Berdasarkan informasi yang dihimpun, salah satu sosok yang diduga sebagai bandar disebut berinisial Imuy, yang merupakan warga setempat. Meski demikian, informasi ini masih memerlukan pendalaman dan verifikasi lebih lanjut dari pihak berwenang.
Warga mengungkapkan bahwa dampak peredaran narkoba telah merusak kehidupan sosial masyarakat, khususnya di kalangan generasi muda. Banyak rumah tangga dilaporkan mengalami keretakan, bukan lagi disebabkan persoalan ekonomi atau perselingkuhan, melainkan akibat penyalahgunaan narkoba.
Selain itu, kekhawatiran juga dirasakan para orang tua. Anak-anak muda yang telah kecanduan narkoba disebut kerap menjadikan keluarga sebagai sasaran untuk memenuhi kebutuhan mereka, sehingga menimbulkan rasa tidak aman di lingkungan masyarakat.
Peredaran narkoba disebut terjadi di berbagai lokasi, mulai dari permukiman warga hingga area perkebunan dan pondok-pondok penyadap karet.
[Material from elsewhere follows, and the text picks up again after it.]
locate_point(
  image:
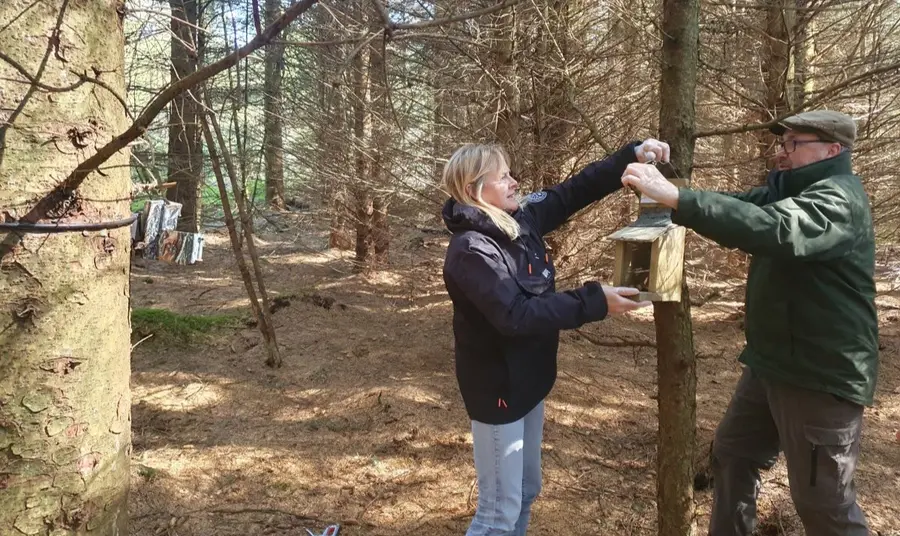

Kondisi ini turut memicu meningkatnya tindak kriminal, seperti pencurian, termasuk kasus pembobolan gedung walet milik warga.
Dalam keterangannya kepada awak media, beberapa warga yang enggan disebutkan identitasnya mengaku siap membantu aparat dengan menunjukkan lokasi-lokasi yang diduga menjadi tempat transaksi narkoba.
“Kami siap menunjukkan tempat-tempat transaksi agar memudahkan pihak kepolisian dalam melakukan penindakan,” ujar salah seorang warga.
Masyarakat berharap pihak Kepolisian Daerah Kalimantan Tengah, Propam, serta aparat penegak hukum (APH) lainnya dapat segera turun tangan untuk menindak tegas para pelaku, baik pengguna, pengedar, maupun bandar narkoba yang selama ini dinilai semakin leluasa beroperasi.
Tidak hanya itu, warga juga mengeluhkan adanya praktik perjudian di desa tersebut yang disebut masih terus berlangsung. Aktivitas ini dinilai semakin menambah keresahan, terutama di kalangan ibu-ibu rumah tangga.
Warga pun mendesak agar seluruh bentuk penyakit masyarakat, baik narkoba maupun perjudian, dapat segera diberantas demi menciptakan lingkungan yang aman dan kondusif.